Friday 20 August 2010

Caribbean Cafe Boss Jailed After Drugs Raid


The boss of a notorious Caribbean café – arrested again after a another police raid, which caught over a dozen cannabis-smoking customers – has been jailed for fifty-one weeks.

Jamaican-born Anthony Lambert, 55, of Pankhurst Close, New Cross is the owner of popular ‘Nat’s Bake & Juice’ of 12 Brockley Cross, Brockley.

He pleaded guilty at Croydon Crown Court to allowing the premises to be used for smoking cannabis and possessing three small bags of the drug at his home address on June 4.

Police executing a search warrant at the café (pictured) discovered twelve to fifteen male customers in the smoke-filled basement with various amounts of cannabis found on them when searched.

Lambert, who confesses he “turned a blind eye” to the smoking was upstairs cooking at the time.

It was the second recent police raid on the café, which Lambert began running in 2006, and on October 20, last year he received a fifty-one week prison sentence, suspended for two years, at Woolwich Crown Court for an identical offence.

The court heard Lambert, who has other previous drug convictions, smokes cannabis for pain relief following a car accident and hernia injury picked up when employed years ago as a panel beater.

His back is partially paralysed and he spends £60 per week on cannabis to also alleviate headaches, stomach and hip pain.

Activating the suspended sentence in full the Recorder of Croydon Warwick McKinnon told Lambert: “Like it or not cannabis is unlawful in this country and it has been for a long time. Other pain relief remedies are available.

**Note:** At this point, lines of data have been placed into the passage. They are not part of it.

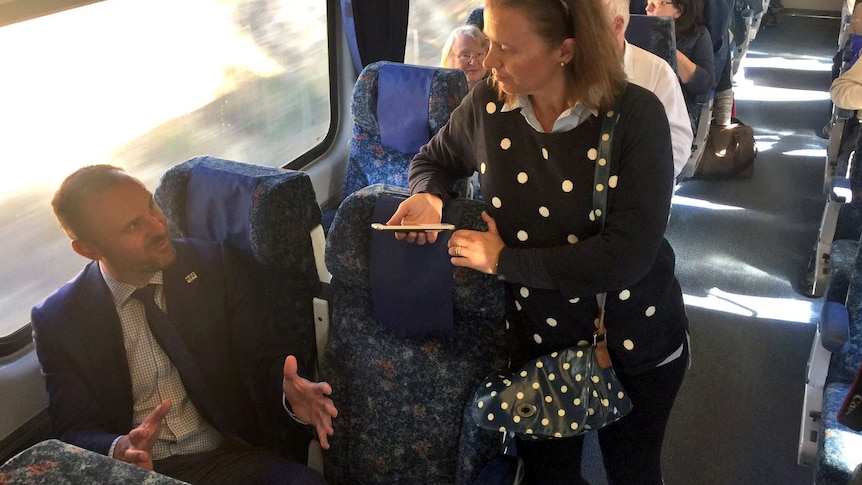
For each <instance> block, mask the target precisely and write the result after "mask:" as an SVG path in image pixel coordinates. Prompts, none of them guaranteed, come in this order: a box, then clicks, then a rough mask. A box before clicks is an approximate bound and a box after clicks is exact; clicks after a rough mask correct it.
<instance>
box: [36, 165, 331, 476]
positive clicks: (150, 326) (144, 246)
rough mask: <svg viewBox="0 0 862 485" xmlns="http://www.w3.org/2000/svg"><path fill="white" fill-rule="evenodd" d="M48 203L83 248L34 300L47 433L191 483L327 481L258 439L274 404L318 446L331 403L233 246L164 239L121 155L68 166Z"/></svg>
mask: <svg viewBox="0 0 862 485" xmlns="http://www.w3.org/2000/svg"><path fill="white" fill-rule="evenodd" d="M52 205H53V208H54V214H55V215H56V217H57V219H58V221H59V223H60V226H61V227H62V228H63V230H64V231H65V232H66V234H68V236H69V237H70V239H71V240H72V249H73V250H74V251H75V252H76V253H78V254H80V255H81V256H84V257H85V258H88V259H91V260H92V262H90V263H89V264H88V265H87V266H86V267H85V268H84V270H83V271H82V272H81V273H80V274H78V276H76V277H75V278H74V279H72V281H70V282H69V283H67V284H65V285H64V286H63V287H61V288H60V289H59V290H57V291H56V292H54V293H53V294H52V295H50V296H49V297H48V298H47V299H45V300H44V301H43V302H41V303H39V304H38V305H36V306H35V307H34V308H33V311H32V327H33V337H34V340H35V343H36V352H37V354H38V356H39V361H40V363H41V365H42V371H43V373H44V375H45V379H46V385H47V388H48V395H49V412H50V415H51V420H52V423H53V428H54V433H55V434H56V435H57V436H58V437H59V438H60V439H62V440H64V441H66V442H68V443H71V444H74V445H77V446H81V447H83V448H87V449H89V450H92V451H95V452H98V453H103V454H106V455H108V456H111V457H113V458H116V459H118V460H122V461H125V462H128V463H132V464H135V465H137V466H139V467H142V468H146V469H149V470H153V469H154V470H155V471H157V472H160V473H163V474H165V475H169V476H172V477H175V478H178V479H181V480H185V481H187V482H192V483H196V482H202V483H273V482H275V481H278V482H279V483H302V484H305V483H325V481H324V480H323V477H321V476H320V475H319V474H317V473H316V472H314V471H312V470H311V469H309V468H306V467H305V466H303V465H301V464H299V463H295V462H291V461H288V460H286V459H284V458H282V457H280V456H279V455H277V454H275V453H273V452H270V451H268V450H265V449H264V448H262V447H260V446H262V445H265V444H268V443H267V441H268V440H267V438H266V436H269V434H267V432H268V431H271V429H272V427H273V424H274V423H278V422H281V421H279V420H280V419H282V417H281V416H277V415H276V413H273V412H270V413H267V412H266V410H264V407H266V409H273V410H275V409H279V408H280V406H281V405H282V404H284V407H285V409H284V411H286V412H288V413H295V415H294V417H295V419H297V420H302V421H304V422H307V423H311V425H312V426H313V427H314V428H315V430H316V432H317V436H318V437H319V439H320V442H321V445H322V446H323V448H328V442H327V436H328V435H331V434H332V418H333V417H335V416H336V414H337V411H336V409H335V407H334V405H333V403H332V401H331V400H330V399H329V398H328V397H327V396H328V395H329V394H330V393H331V388H330V386H329V384H327V383H313V382H310V381H308V380H306V379H303V378H301V377H299V376H298V375H297V370H296V369H297V362H296V358H295V357H293V356H287V355H286V354H287V352H283V351H282V349H283V348H284V347H283V346H282V345H280V344H279V342H280V341H279V339H280V338H281V337H282V336H280V335H275V334H274V332H272V333H268V332H267V331H266V329H268V328H272V326H271V325H269V324H268V323H267V318H266V317H265V316H264V315H262V314H261V313H259V308H260V306H259V305H256V304H255V302H254V300H253V299H254V297H255V295H253V294H252V292H251V291H250V283H249V280H248V276H247V275H246V274H245V273H243V272H242V271H241V269H240V266H239V265H238V264H237V261H236V256H235V255H234V254H233V253H232V252H231V250H229V249H228V248H227V247H226V246H225V245H223V244H218V243H213V242H207V241H196V240H171V239H170V237H169V233H168V228H167V222H166V220H165V217H164V215H163V214H162V212H161V210H160V209H159V207H158V206H156V205H155V202H154V201H153V198H152V194H151V193H150V192H149V191H148V190H147V189H146V187H144V185H143V184H142V183H141V182H140V181H139V180H137V179H135V178H134V177H131V176H130V175H128V174H126V173H125V172H124V171H123V170H122V169H120V168H117V167H112V166H109V165H94V166H89V167H84V168H82V169H80V170H78V171H76V172H75V173H73V174H72V175H70V176H69V177H68V178H67V179H66V180H65V181H64V182H63V184H62V185H61V187H60V189H59V190H58V191H57V193H56V194H55V195H54V200H53V202H52ZM165 312H167V314H165ZM279 381H280V382H281V389H280V390H279V388H278V382H279ZM277 406H278V407H277ZM289 407H292V411H291V410H290V409H289ZM287 423H289V421H287Z"/></svg>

“Let this be a lesson to you. When you come out of prison get your brain in gear that cannabis is unlawful or you will just keep going back to prison.”

A fifty-one week concurrent prison sentence was passed for the new offence of allowing his premises to be used, with one month concurrent for possessing the three small bags of cannabis.

Lambert pleaded not guilty to possessing £3,000 in criminal property on June 4 and the prosecution did not proceed with the charge.

On September 28, 2006 seven arrests were made at the café, including possession with intent to supply crack cocaine, and a closure order was issued the same evening.

The premises were raided by the police’s Strategic Support Group, supported by Brockley Safer Neighbourhoods team after eight months of surveillance and intelligence gathering.